Emerge Above the Stigma offers mental health advice
Students from the University of Guelph-Humber (UGH) hosted Emerge Above the Stigma, a seminar about prioritizing mental health at a young age.
The free event was held at The Centre for Urban Ecology at Humber North’s campus on March 19.
Emerge is a group comprising of fourth-year media students and the purpose of the event was to provide undergraduates with the tools needed to maintain a positive mental health as they embark into working professionals.
The speakers — Michelle McClure, Rachel Tolkin and Dominic Faoro — each shared personal experiences with mental health setbacks and overcoming stigmas.
The running theme through each person’s speech revolved around maintaining happiness and positive mental health through all of life’s challenges.
McClure, executive director of Ability Online, has 29 years of experience in online therapy for kids with disabilities. The types of disabilities include physical, developmental, cognitive, intellectual and most recently mental health.
She is the only staff member of the program which is offered free of charge and has 7,000 members across Canada including students with mental health challenges who offer help and guidance.
“It’s all peer-to-peer support which at the end of the day is more valuable than anything else,” McClure said. “It’s a lot easier to get advice from a peer who’s walked that path before you and has tried a strategy that’s worked for them as opposed to a professional saying, ‘do this because it’s good for you.’”
She shared her own experience with anxiety and said that during her university education she discovered the counselling services which were “life changing” at a time when she was having unexplained anxiety attacks.
“All I know was that I was waking up and my heart was pounding and I didn’t know why,” McClure said.
She offered advice to the audience about taking control of their life and building a balance in order to reduce fatigue and mental health challenges.
“One third of your time should be spent sleeping, one third of your time in a day should be spent either in school or at work, but the other third of that day should be spent in leisure, doing something for yourself,” she said.
On top of her work at Ability Online, McClure said she also mentors 50 UGH Justice students in need of support.
She said she has built a career on having an open mind and letting life show her the path she’s meant to take.
Faoro, account executive at LinkedIn, discussed taking control of their happiness during their job search.
He said it’s important to continuously take a step back and figure out what is motivating and will provide happiness in life.
“There’s something that I noticed with a lot of young professionals, it’s called the ‘achiever’s fever’ and what that means is we’re not necessarily looking to be happy with what we have right now,” Faoro said.
He said so many people work so hard to get somewhere but don’t enjoy the process and keep pushing until there is no finish line in sight.
“You really need to take a step back and figure out intrinsically what’s motivating you and what’s going to make you happy,” Faoro said.

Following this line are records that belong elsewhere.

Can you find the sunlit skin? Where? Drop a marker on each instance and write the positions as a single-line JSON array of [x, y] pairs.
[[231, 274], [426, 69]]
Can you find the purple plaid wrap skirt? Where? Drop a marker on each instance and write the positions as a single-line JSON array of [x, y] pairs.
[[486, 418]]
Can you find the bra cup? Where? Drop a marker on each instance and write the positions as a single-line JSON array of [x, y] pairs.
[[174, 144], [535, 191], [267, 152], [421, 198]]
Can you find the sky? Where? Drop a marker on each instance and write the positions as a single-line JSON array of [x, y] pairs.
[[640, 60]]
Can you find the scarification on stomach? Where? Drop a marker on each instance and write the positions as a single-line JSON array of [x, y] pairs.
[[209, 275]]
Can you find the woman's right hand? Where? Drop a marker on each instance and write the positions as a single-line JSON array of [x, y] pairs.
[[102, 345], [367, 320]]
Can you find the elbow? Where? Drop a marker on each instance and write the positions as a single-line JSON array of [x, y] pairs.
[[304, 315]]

He graduated from university in 2015 and said his current job at LinkedIn helps companies develop strategies on their platforms and focuses on obtaining new customers.
Faoro said LinkedIn creates economic opportunities for every person regardless of their job status, which offers hope to new graduates who are anxious about the competitive workforce.
Tolkin, communications specialist at the Canadian Mental Health Association (CMHA), is a young professional who shared her personal challenges with mental health.
She said she has battled anxiety and depression from a young age, which encouraged her to work in a field where she could use her knowledge and experience to help others.
“What drew me to CMHA Toronto was that they promoted this recovery and wellbeing not only for their clients but for their staff as well,” Tolkin said.
Tolkin said it’s important to prioritize mental health when transitioning from student to working professional.
She offered five tips:
- Don’t make a timeline of success, create a positive support system.
- Don’t make comparisons to peers, interview the interviewer during the job hiring process.
- Evaluate your job every three months.
Tolkin finished her speech with an interactive game she called the Pledge of Self Care where she passed around a ball to audience members and had them share their own pledges for their mental health and wellbeing.
Despite her own mental health battles, Tolkin said she has a huge passion for advocating for others while she overcomes her own anxiety and depression.
She said it took her a while to realize that she was not in a state of recovery yet.
“Mental health recovery is so much more than just being medicated and seeing a professional,” Tolkin said. “To me, what I learned was that recovery was the personal process of gaining control, meaning, and purpose in my life.”